Water-Resources Investigations Report 98-4179

Flow and Geochemistry Along shallow Ground- Water Flowpaths in an Agricultural Area in Southeastern Wisconsin

By David A. Saad and Donald C. Thorstenson

Abstract

Water-quality and geohydrologic data were collected from 19 monitor wells and a stream in an agricultural area in southeastern Wisconsin. These sites were located along a 2,700-ft transect from a local ground-water high to the stream. The transect is approximately parallel to the horizontal direction of ground-water flow at the water table. Most of the wells were installed in unconsolidated deposits at five locations along the transect and include an upgradient well nest, a midgradient well nest, a downgradient well nest, wells in the lowland area near the stream, and wells installed in the stream bottom. The data collected from this study site were used to describe the water quality and geohydrology of the area and to explain and model the variations in water chemistry along selected ground-water flowpaths.

Water samples from most wells and the stream were analyzed for major ions, nutrients, pesticides, dissolved organic carbon, aluminum, tritium, CFCs, 15N, 18O, and dissolved gases. Measurements of temperature, pH, specific conductance, and dissolved oxygen were made in the field. Concentrations of all dissolved constituents were below Wisconsin ground-water quality enforcement standards. The concentrations of both nitrate and ammonium in precipitation concentrated by evapotranspiration are roughly equal to the concentrations of either in the shallow ground waters. The nitrogen and oxygen isotope data, however, indicate that soil ammonium, ammonium fertilizer, and animal waste are possible nitrate sources. Concentrated precipitation can also supply dissolved sulfate to the shallow ground waters and may be a principal source of pesticides to the ground water. However, some input of dissolved chloride to the ground water from mineral or anthropogenic sources is necessary.

X-ray diffraction analyses of samples from 2 cores show the most abundant mineral to be dolomite, with subordinate quartz, microcline, and plagioclase, and minor amounts of mica, hornblende, and chlorite. Hydraulic conductivities determined from slug tests at selected wells range from 0.006 to 55 feet per day, with most values between 0.4 and 12 feet per day.

A cross-sectional ground-water flow model, representing the water-table flow system, was developed for the site and was used to identify possible ground-water flowpaths for geochemical modeling. The model was calibrated against measured water levels and was most sensitive to variation in recharge and hydraulic conductivity. The calibrated model shows that downward flow from shallow to deeper wells within a nest may occur at the upgradient and midgradient well nests, but that flow from each well nest travels beneath downgradient nests to the stream. Pathline and travel-time analysis performed on the calibrated flow-model output yielded travel times that range from 5.8 to 59 years with a recharge of 4 inches per yr.
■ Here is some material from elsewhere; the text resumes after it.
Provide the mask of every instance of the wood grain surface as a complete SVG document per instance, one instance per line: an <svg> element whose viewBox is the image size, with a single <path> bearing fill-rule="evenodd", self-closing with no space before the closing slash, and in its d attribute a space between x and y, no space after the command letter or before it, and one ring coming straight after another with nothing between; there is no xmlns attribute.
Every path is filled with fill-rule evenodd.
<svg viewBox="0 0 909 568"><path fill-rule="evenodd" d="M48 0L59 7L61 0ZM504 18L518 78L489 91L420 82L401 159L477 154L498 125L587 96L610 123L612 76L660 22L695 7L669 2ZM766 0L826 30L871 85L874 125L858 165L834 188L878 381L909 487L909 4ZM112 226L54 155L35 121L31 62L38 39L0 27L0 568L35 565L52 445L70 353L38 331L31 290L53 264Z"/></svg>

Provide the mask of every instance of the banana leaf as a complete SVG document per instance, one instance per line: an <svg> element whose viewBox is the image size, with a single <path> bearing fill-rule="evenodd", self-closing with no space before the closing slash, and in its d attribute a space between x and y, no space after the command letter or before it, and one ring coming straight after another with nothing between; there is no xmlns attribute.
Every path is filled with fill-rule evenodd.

Recharge dates based on tritium and CFC concentrations range from pre-1955 to 1986 and are consistent with flowpaths and travel times in the calibrated flow model.

Changes in water quality along ground-water flowpaths were evaluated using the geochemical model PHREEQC. Geochemical mole balance models of shallow ground-water formation show that the principal reaction, by an order of magnitude, is dissolution of dolomite with CO2. Concentration factors in the mole-balance models range from 1 to 11, with most values between 5 and 10, which provides independent support for the concentration factor of 8 based on recharge estimates used in the flow model.

Ground water recharging at mid- and downgradient wells is oxic and contains dissolved nitrate, whereas the ground water discharging to the stream is anoxic and contains dissolved ammonium. Redox environments were defined at each well on the basis of relative concentrations of various dissolved redox-active species. Chemically permissible flowpaths inferred from the observed sequence of redox environments at well sites are consistent with flowpaths in the ground-water flow model. The transition from nitrate in recharging ground water to ammonium in ground water discharging to the stream suggests the possibility of nitrate reduction along the flowpath. None of the techniques employed in this study, however, were able to prove the occurrence of this reaction.